The company says another piece of their patent-pending algorithm covers noninvasive blood pressure and heart rate monitoring as well, using an arm cuff attachment.

While Scanbo points to their glucose measurement method as new and innovative, the science behind it has been used for different medtech purposes for many years, largely for heart rate monitoring.

Raichura said, “Scanbo is different as we collect data from PPG red, green, and also ECG data at the same time and not sequential. We use all these processes at the same time on our different… algorithms to generate glucose levels. As it’s based on an AI/machine learning algorithm, we are confident that accuracy will improve over a period of time.”

As of early 2022, Raichura says Scanbo has conducted 248 tests using this technology with “all the gold standard blood glucose meters available.” The results are “very promising,” he says, in the range of 5 to 10 percent of traditional fingerstick glucose meters.

“Sorry, we can’t share the study data link at this stage,” Raichura told DiabetesMine, when asked for any published data on accuracy results.

In a recent TechCrunch article on Scanbo, the author notes that using ECG technology for hyperglycemia (high blood sugar) detection has been studied as recently as 2021, and that could be an advantage for this startup.

However, the author also notes that, “It doesn’t look like the FDA has approved any products that take this approach yet, so the company is certainly facing a lengthy medical approval process in order to bring its products to market.”

The universal question for any proposed noninvasive glucose monitoring technology is whether it will actually materialize into a commercially viable product. Other attempts to create these products have fallen flat through the decades.

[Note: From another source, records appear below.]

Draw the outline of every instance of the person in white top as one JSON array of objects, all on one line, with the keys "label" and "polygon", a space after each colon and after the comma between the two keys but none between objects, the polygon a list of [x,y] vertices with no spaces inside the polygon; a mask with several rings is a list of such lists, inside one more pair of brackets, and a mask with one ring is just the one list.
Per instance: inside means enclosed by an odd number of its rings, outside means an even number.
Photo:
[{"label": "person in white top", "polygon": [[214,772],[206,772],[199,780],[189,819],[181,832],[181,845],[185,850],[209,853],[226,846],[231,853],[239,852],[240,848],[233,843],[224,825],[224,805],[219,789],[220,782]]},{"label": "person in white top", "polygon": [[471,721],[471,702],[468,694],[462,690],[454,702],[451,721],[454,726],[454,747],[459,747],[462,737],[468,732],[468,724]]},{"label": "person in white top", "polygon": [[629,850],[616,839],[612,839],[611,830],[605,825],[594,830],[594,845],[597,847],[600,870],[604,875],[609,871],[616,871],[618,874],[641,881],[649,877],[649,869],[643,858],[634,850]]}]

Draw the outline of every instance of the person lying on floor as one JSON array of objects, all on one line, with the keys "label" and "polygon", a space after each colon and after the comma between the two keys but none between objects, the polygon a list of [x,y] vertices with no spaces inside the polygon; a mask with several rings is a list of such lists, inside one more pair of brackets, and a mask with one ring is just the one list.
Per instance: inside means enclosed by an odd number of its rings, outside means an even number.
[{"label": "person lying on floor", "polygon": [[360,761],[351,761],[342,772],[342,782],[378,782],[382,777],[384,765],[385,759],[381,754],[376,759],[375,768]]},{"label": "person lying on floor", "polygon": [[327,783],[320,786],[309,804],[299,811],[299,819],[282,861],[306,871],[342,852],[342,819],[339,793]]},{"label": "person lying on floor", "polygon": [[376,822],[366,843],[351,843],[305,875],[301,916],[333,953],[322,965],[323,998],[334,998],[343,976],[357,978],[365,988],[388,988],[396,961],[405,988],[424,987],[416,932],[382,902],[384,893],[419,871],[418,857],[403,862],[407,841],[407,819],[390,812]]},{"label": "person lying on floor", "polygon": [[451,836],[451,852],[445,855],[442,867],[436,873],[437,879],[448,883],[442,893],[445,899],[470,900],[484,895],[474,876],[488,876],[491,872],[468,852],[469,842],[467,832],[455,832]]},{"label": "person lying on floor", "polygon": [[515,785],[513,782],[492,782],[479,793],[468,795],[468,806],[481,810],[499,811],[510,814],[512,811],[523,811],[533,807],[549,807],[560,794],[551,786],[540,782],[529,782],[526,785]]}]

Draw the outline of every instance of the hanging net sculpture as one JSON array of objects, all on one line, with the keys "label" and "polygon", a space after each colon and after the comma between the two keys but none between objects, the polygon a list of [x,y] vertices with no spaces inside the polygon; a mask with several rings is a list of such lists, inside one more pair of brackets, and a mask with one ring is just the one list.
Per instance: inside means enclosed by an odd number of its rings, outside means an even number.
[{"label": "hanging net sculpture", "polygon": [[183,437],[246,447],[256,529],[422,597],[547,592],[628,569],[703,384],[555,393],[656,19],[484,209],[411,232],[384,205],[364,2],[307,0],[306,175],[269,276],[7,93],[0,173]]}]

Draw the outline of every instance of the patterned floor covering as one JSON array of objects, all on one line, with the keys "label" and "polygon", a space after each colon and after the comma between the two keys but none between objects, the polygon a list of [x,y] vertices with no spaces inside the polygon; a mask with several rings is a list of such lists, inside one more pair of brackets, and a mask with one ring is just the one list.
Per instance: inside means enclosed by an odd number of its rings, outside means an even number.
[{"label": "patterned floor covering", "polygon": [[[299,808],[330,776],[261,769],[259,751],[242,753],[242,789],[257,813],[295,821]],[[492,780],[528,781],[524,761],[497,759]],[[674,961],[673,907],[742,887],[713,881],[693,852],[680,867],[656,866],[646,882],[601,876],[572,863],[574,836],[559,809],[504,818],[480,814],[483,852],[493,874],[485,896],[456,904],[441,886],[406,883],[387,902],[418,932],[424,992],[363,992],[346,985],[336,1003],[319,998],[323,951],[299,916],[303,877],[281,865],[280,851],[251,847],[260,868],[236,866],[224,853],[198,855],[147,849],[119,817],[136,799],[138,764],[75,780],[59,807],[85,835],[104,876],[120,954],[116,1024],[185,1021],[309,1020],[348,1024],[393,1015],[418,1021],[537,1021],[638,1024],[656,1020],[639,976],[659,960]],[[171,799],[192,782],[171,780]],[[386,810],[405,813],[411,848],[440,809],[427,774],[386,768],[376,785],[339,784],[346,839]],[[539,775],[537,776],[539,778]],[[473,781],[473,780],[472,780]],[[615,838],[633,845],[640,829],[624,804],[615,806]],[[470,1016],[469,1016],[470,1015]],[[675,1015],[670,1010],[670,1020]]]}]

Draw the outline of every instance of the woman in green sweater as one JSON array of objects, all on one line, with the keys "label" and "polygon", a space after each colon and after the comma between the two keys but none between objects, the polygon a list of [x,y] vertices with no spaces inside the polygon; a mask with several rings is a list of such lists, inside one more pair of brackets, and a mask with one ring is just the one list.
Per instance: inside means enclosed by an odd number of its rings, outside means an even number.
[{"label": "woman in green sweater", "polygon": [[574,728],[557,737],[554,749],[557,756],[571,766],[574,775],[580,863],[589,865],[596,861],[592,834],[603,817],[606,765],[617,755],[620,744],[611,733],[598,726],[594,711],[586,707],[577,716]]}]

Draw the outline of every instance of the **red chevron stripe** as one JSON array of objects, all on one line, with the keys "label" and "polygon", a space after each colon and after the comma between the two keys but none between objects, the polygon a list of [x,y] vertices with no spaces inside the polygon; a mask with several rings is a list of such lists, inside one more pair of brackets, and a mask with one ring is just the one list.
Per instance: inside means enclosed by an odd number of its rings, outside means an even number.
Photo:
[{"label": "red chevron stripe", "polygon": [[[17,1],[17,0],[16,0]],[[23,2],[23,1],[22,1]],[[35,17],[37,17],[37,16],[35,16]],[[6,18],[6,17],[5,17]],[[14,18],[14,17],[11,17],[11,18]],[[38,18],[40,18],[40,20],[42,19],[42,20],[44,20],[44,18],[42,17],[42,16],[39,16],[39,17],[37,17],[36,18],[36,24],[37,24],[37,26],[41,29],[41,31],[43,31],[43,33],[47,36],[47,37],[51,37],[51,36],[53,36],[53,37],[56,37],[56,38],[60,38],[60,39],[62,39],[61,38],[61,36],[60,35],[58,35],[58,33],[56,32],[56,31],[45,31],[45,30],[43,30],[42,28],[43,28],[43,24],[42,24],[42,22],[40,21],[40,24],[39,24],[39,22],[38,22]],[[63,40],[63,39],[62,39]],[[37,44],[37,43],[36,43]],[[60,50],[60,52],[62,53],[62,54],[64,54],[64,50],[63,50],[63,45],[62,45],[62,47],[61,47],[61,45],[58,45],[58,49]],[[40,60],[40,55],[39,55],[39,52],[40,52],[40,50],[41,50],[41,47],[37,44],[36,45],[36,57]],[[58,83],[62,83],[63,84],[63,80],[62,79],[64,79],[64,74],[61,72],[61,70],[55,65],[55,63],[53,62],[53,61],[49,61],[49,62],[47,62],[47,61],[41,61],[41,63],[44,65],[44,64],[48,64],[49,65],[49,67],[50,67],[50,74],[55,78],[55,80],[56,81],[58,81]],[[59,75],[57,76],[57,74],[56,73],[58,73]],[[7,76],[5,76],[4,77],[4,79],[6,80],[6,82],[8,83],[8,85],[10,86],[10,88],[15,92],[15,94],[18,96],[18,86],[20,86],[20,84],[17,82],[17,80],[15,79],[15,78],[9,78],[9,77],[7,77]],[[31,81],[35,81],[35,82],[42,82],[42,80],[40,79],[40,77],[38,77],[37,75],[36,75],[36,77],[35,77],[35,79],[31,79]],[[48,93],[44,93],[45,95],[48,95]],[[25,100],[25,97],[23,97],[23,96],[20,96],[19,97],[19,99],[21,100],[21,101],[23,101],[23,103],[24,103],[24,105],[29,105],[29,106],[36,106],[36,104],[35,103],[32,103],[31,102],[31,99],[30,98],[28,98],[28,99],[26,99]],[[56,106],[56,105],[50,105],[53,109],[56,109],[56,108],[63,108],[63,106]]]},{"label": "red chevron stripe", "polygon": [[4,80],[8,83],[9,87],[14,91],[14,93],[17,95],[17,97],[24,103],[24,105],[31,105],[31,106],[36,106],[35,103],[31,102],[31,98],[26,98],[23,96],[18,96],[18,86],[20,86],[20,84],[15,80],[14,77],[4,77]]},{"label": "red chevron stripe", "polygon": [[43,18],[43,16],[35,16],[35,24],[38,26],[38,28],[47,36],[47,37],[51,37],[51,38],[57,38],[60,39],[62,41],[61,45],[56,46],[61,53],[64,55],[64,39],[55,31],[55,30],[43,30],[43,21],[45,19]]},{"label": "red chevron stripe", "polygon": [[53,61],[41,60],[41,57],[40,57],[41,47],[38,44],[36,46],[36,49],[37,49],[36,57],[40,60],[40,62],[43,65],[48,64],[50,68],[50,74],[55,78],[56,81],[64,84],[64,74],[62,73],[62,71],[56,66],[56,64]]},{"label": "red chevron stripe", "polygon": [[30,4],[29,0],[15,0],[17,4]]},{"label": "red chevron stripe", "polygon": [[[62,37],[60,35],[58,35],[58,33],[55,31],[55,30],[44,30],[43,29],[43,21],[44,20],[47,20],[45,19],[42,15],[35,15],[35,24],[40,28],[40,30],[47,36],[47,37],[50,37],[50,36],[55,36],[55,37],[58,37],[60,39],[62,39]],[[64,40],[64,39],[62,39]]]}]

The Diabetes Technology Society published a scientific analysis on this topic in October 2021, noting “the amount of interest in seeing the development of an accurate [noninvasive glucose sensor] and the amount of hyperbole by companies promising an accurate [product] both far outstrip the amount of publicly available data actually generated by these potential products.”

Their biggest messages appear to be that “the challenges are substantial to produce a device that provides clinically relevant results” and that “products with only secret, unpublished data will ultimately not be embraced” by the medical, scientific, engineering, regulatory, and business communities.

They call for the publication of data on new noninvasive devices to stimulate new ideas and approaches, and to help establish useful benchmarks in this new field. We hope that companies like Scanbo will be sharing their data publicly soon.

Meanwhile, hope does remain. Many experts believe that noninvasive glucose measuring devices will succeed, and create a booming market in the next 5 years.

We shall see, and it’s to be determined on whether Scanbo has the potential to succeed where so many others have failed.